All of this discussion leads to the primary point concerning indices. An index should be predictive to be useful. Indices are our tool to limit the search when retrieving a few cases from a large case library. To obtain relevant and useful cases, indices should predict them. Obviously, if an index were to point in some other direction and miss the best cases, it would not be very useful.

In summary, structural features may be more likely to help us solve complex problems and surface features are usually easier and quicker to describe. In both cases indices of these features are likely to reliably predict the utility of the retrieved information. [Sei94] This suggests that useful indices should be based on any features that are apparent at the time of a retrieval.

And "good indexes should be abstract enough to provide coverage but concrete enough to be recognizable." [Kol93]

Appropriateness conditions

A minor distinction between predictive features and appropriateness, or prerequisite, features should be made. It might seem that indices are simply the preconditions of a recommended solution, but not all preconditions are predictive of solution relevance. [Sei94] This distinction is more relevant to applications other than our meeting scheduler.
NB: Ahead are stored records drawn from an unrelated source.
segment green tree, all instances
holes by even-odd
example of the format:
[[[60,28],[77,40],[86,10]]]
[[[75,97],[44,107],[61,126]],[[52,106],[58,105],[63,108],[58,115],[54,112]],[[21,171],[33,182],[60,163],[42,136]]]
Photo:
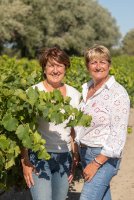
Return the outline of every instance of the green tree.
[[[17,2],[23,6],[17,7]],[[11,22],[7,26],[11,28],[6,29],[10,37],[0,39],[1,47],[11,43],[21,56],[34,57],[40,47],[53,45],[60,45],[71,55],[82,55],[94,43],[111,48],[120,38],[115,19],[96,0],[3,0],[0,11],[2,29],[6,25],[1,18],[2,22],[15,21],[15,26]],[[18,23],[23,28],[16,28]]]
[[[43,33],[34,17],[33,7],[21,0],[0,1],[0,52],[15,50],[20,56],[34,57]],[[35,24],[34,24],[35,23]]]
[[[122,41],[123,53],[134,55],[134,29],[130,30],[123,38]]]
[[[12,43],[15,45],[19,35],[26,35],[24,19],[30,13],[30,6],[21,1],[0,1],[0,49]]]
[[[59,44],[71,54],[82,54],[87,46],[101,43],[112,47],[120,33],[115,19],[97,1],[52,0],[43,9],[48,19],[46,46]]]

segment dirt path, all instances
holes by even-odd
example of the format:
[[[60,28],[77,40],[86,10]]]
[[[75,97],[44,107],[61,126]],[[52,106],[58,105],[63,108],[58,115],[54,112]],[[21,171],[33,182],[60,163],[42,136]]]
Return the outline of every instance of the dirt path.
[[[134,200],[134,132],[127,138],[120,171],[111,189],[113,200]]]
[[[111,182],[112,200],[134,200],[134,109],[131,109],[129,126],[133,132],[128,134],[118,175]],[[69,193],[68,200],[78,200],[83,181],[76,182]]]

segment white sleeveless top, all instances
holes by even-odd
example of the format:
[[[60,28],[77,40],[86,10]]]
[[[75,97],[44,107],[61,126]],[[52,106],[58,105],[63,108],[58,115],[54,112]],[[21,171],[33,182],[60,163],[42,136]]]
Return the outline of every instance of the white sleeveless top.
[[[40,91],[47,92],[43,82],[33,86],[37,87]],[[78,90],[65,84],[66,96],[71,97],[70,105],[77,108],[80,101],[80,93]],[[65,128],[66,123],[55,125],[51,122],[46,122],[43,118],[39,119],[38,131],[46,140],[45,147],[48,152],[63,153],[71,150],[70,131],[71,128]]]

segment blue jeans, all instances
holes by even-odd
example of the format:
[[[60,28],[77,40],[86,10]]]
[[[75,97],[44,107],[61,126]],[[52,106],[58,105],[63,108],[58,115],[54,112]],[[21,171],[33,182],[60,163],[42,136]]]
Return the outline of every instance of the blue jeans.
[[[33,200],[65,200],[72,157],[70,152],[50,153],[50,160],[39,160],[30,153],[30,161],[39,175],[33,173],[34,186],[30,188]]]
[[[101,148],[98,147],[81,147],[82,167],[85,168],[100,152]],[[93,179],[84,183],[80,200],[111,200],[110,181],[117,174],[119,165],[118,158],[110,158],[102,165]]]

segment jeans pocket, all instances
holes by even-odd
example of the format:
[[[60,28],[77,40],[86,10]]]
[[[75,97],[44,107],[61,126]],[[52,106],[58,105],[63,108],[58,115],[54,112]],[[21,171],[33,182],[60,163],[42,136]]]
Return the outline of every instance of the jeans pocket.
[[[111,158],[108,162],[114,167],[114,176],[117,175],[120,167],[121,158]]]
[[[80,149],[80,157],[82,167],[85,168],[87,164],[92,162],[94,158],[99,155],[101,152],[101,148],[98,147],[86,147]]]

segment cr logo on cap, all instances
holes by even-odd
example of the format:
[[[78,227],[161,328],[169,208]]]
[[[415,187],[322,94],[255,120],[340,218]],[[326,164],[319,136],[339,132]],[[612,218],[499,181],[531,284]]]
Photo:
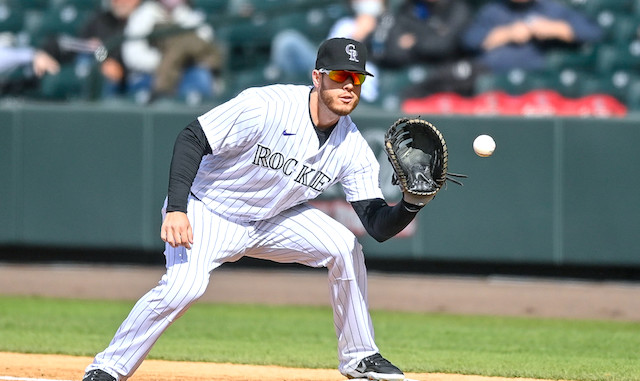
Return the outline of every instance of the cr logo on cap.
[[[353,44],[348,44],[344,50],[349,55],[349,61],[360,62],[358,61],[358,51],[356,50],[356,46]]]

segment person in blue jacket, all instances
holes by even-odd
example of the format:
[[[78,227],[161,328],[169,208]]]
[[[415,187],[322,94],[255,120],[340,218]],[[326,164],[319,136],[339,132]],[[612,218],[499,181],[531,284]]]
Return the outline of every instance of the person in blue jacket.
[[[545,67],[550,48],[599,42],[600,26],[554,0],[496,0],[482,6],[462,36],[464,48],[494,73]]]

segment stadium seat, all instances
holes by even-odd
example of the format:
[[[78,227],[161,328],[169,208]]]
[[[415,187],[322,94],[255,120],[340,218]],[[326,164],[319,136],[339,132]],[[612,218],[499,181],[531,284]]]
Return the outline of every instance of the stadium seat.
[[[611,42],[615,39],[618,25],[627,18],[629,12],[605,9],[595,16],[595,20],[604,32],[603,41]]]
[[[24,11],[17,6],[0,3],[0,32],[17,33],[24,26]]]
[[[49,100],[80,99],[84,83],[84,79],[76,75],[75,65],[63,65],[58,74],[42,77],[39,95]]]
[[[633,0],[565,0],[568,4],[587,15],[596,18],[602,11],[631,13]]]
[[[633,0],[633,13],[640,16],[640,0]]]
[[[582,95],[581,83],[593,77],[590,71],[566,68],[544,74],[532,75],[529,81],[532,89],[549,89],[568,98]]]
[[[636,16],[640,16],[640,0],[631,0],[633,1],[633,14]]]
[[[535,80],[534,80],[535,79]],[[532,73],[514,69],[508,73],[483,74],[476,79],[476,93],[501,90],[510,95],[522,95],[531,90],[532,86],[542,86],[542,76],[536,78]]]
[[[634,79],[627,88],[626,104],[630,111],[640,111],[640,80]]]
[[[50,0],[50,4],[54,7],[72,5],[78,9],[93,11],[100,9],[102,6],[102,0]]]
[[[32,34],[32,43],[39,45],[44,38],[55,34],[76,35],[78,28],[90,13],[90,10],[72,4],[62,4],[48,9],[42,17],[41,25]]]
[[[233,17],[270,17],[295,9],[297,3],[298,0],[236,0],[229,3],[227,13]]]
[[[555,85],[557,74],[556,72],[552,74],[547,72],[528,72],[519,87],[522,92],[555,88],[557,87]]]
[[[565,68],[575,70],[591,69],[596,60],[596,48],[585,45],[577,50],[559,49],[546,54],[546,67],[551,71]]]
[[[616,27],[611,30],[612,43],[623,45],[640,39],[640,16],[624,15],[618,18],[616,24]]]
[[[215,24],[214,27],[216,27]],[[219,38],[231,45],[270,45],[271,39],[277,32],[277,27],[270,20],[256,16],[219,25],[216,32]]]
[[[630,86],[637,81],[638,75],[624,70],[606,76],[593,76],[580,81],[582,96],[590,94],[609,94],[620,102],[626,103]]]
[[[223,14],[227,11],[228,0],[192,0],[194,9],[202,11],[206,15]]]
[[[25,10],[44,11],[49,7],[49,0],[7,0],[5,3]]]
[[[234,70],[231,75],[227,76],[225,94],[222,94],[222,97],[231,98],[246,88],[275,83],[267,78],[265,69],[266,67],[263,65]]]
[[[609,74],[616,70],[640,70],[640,41],[598,47],[595,71]]]
[[[499,87],[498,75],[492,73],[481,74],[475,81],[475,92],[477,94],[497,90]]]
[[[327,37],[331,26],[347,12],[345,7],[313,7],[277,15],[271,22],[278,30],[295,29],[319,43]]]
[[[421,65],[406,69],[383,69],[377,76],[379,80],[378,100],[375,102],[384,109],[400,106],[403,93],[409,86],[427,78],[428,69]]]

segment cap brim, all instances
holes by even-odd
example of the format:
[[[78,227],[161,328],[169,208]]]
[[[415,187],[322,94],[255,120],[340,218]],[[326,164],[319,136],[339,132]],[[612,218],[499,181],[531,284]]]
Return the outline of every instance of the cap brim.
[[[368,75],[369,77],[373,77],[374,76],[373,74],[369,73],[366,70],[361,70],[359,68],[349,67],[349,66],[338,65],[338,66],[331,67],[331,65],[329,65],[329,67],[325,67],[324,69],[327,69],[327,70],[346,70],[346,71],[351,71],[351,72],[354,72],[354,73],[365,74],[365,75]]]

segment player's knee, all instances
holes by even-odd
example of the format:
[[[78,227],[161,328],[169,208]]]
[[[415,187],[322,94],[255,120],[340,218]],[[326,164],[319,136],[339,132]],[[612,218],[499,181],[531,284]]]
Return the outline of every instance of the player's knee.
[[[353,268],[364,264],[362,245],[355,235],[351,234],[351,239],[345,239],[338,249],[332,253],[332,264],[341,268]],[[331,267],[331,265],[329,266]]]
[[[181,310],[198,300],[207,289],[209,277],[194,276],[169,283],[162,302],[169,310]]]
Proposed Procedure for Choosing Indices

The previous material addresses the many issues to be considered when identifying indices. To help apply the theory, here is a proposed procedure to define the case base data attributes and the steps one might take to choose specific indices for a case base.

  1. describe the cases by building and applying a vocabulary. Use surface or structural features as appropriate. Be sure they are concrete (same values from multiple observers). If too fine grained, abstract as necessary and, perhaps, establish the abstracted descriptors as new attributes if maintaining the original detail is important.

  2. define the matching algorithm as if all cases were available. Assign weights to the attributes as appropriate. Decide which features are most predictive.

  3. rank the predictive features in order of their weights, as candidate indices.

  4. prune the list of indices if it appears the case base will become too fragmented and important cases might get missed.

  5. analyze the complexity, space and speed requirements to choose an indexing structure. Disk and memory requirements, efficiency and programming complexity should be considered.

Finding relevant cases through indices poses an interesting question. If a borderline case is otherwise a good candidate for being an exemplar but could be classified on either branch of an indexing tree structure, should the case be duplicated so that it can be found when appropriate? Redundancy like this may be wasteful and if arbitrarily applied, may break down when choices of indices and attribute weights are dynamically calculated.

Another solution is to consider searching the top two or three indices and merging the selections into one common set for nearest neighbor calculation. If a good case just misses being selected by one index and is truly a strong candidate, it will hopefully match the criteria of another index and be selected. This avoids a number of the problems previously mentioned. Concur will take advantage of this concept.